In order to fulfil its role CSIP required its eight Regional Development Centres to build strong relationships with its key stakeholders – including Directors of Adult Social Services,Government Offices,Regional Centres of Excellence,Commission for Social Care Inspection,Skills for Care.
Social Care Strategies was commissioned to:
- Review the fitness for purpose of the Regional Development Centres to deliver CSIP’s social care programme.
- Identify Directors of Adult Social Services’ perceptions of the role of CSIP in general and the RDCs in particular.
- Propose actions to strengthen the identity,capacity and capability of the organisation to deliver the social care programme.
- Identify stakeholders’ perceptions of priorities for CSIP involvement in local service improvement.
- Propose practical steps to develop continuing relationships and communications between the RDCs and local councils with social services responsibilities.
- Devise protocols to govern national and regional relationships between CSIP and its key partners in service improvement – CSCI,IDeA and Skills for Care.
Key issues
The project identified and advised on a number of issues essential to the development of the organisation’s role and effectiveness:
- Organisation development: CSIP needed to focus on the development of its own organisation before it could fully realise its potential to support others to improve.
- Identity and reputation: CSIP’s identity in the eyes of its stakeholders was weak – it was seen as a range of separate ‘brands’ rather than a single organisation with a common purpose.
- Whole systems: even the top people in social care and health organisations were confused about which government agency is responsible for what – if these agencies are to support the development of whole systems working,it is reasonable to expect that they will themselves work together in a co-ordinated way.
- CSIP’s unique contribution: RDCs needed to distinguish themselves from other improvement and development agencies by identifying and promoting their unique contribution to the whole system.
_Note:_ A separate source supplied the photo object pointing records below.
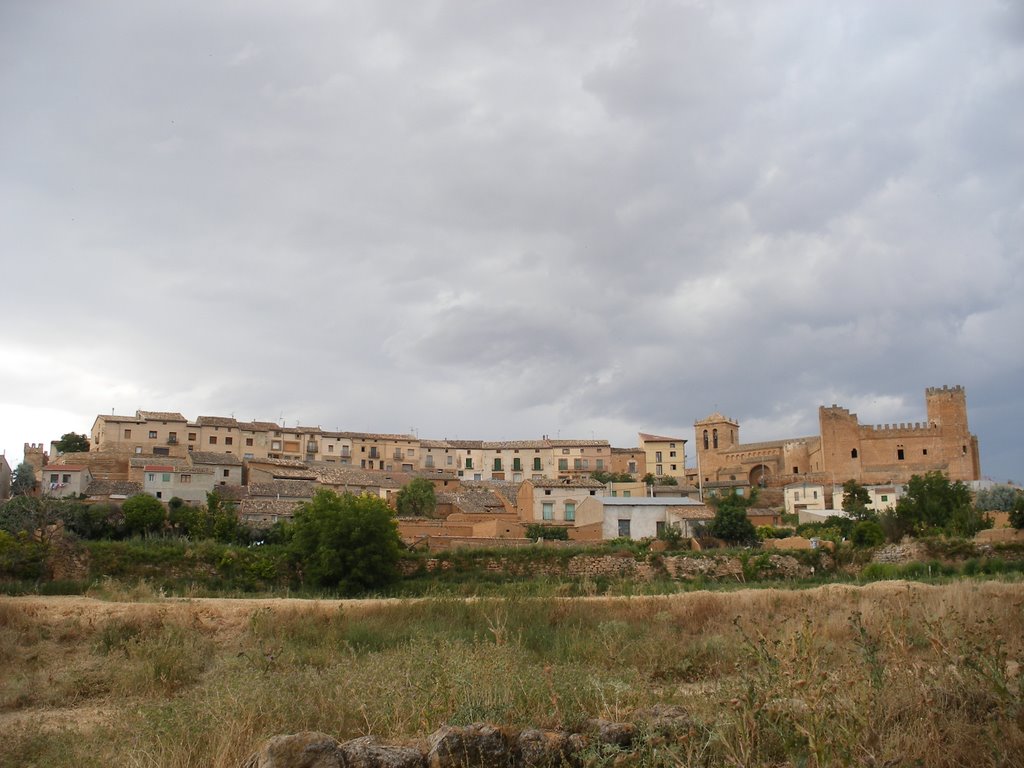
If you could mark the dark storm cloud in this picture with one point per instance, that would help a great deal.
(485, 221)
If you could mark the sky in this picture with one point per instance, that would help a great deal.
(500, 220)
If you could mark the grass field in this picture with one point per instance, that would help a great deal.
(887, 674)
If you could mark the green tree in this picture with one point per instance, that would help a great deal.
(417, 499)
(24, 479)
(71, 442)
(933, 504)
(996, 499)
(1017, 513)
(731, 523)
(867, 534)
(346, 542)
(143, 514)
(855, 501)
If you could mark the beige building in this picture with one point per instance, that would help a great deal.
(666, 457)
(5, 477)
(556, 501)
(846, 450)
(642, 518)
(65, 480)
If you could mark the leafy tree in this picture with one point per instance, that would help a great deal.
(1017, 513)
(996, 499)
(855, 501)
(731, 523)
(143, 514)
(867, 534)
(550, 532)
(602, 475)
(71, 442)
(31, 514)
(346, 542)
(24, 479)
(417, 499)
(934, 504)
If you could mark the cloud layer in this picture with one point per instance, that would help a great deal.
(492, 222)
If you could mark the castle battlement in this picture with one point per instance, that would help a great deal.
(932, 391)
(923, 428)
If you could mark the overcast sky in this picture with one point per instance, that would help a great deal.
(506, 219)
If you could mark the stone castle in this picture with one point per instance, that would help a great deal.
(844, 449)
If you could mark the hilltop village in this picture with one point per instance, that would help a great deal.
(488, 492)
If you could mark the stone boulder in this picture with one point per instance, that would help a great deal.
(477, 744)
(305, 750)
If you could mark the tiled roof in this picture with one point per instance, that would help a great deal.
(576, 482)
(378, 436)
(216, 421)
(259, 426)
(267, 507)
(504, 444)
(160, 416)
(176, 463)
(286, 488)
(474, 501)
(232, 493)
(113, 487)
(208, 457)
(659, 438)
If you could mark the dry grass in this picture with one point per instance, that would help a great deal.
(892, 673)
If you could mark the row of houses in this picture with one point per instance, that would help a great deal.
(170, 434)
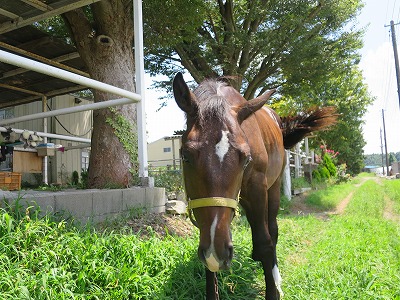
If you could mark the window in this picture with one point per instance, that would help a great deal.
(85, 160)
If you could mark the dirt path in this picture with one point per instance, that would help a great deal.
(299, 207)
(388, 212)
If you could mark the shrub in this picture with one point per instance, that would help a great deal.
(75, 178)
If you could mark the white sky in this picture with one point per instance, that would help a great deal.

- Skills and resources to deliver: having identified and agreed its purpose,CSIP needed to ensure that its RDCs had the skills and resources to meet its customers’ expectations.
Project outcomes
Social Care Strategies Ltd’s intervention contributed to a number of outcomes,which have enhanced CSIP ’s organisational capability:
- Significantly improved understanding among Directors of Adult Social Services of the role and contribution of CSIP in general and the RDCs in particular.
- RDCs’ understanding of local adult social care priorities and cross-cutting regional themes.
- A stronger,more purposeful relationship with the Association of Directors of Social Services.
- More focused and co-ordinated relationships between CSIP and other national agencies concerned with improving public services – CSCI,IDeA,Social Care Institute for Excellence.,Skills for Care.
- Clarification of CSIP’s own priorities for internal organisation development.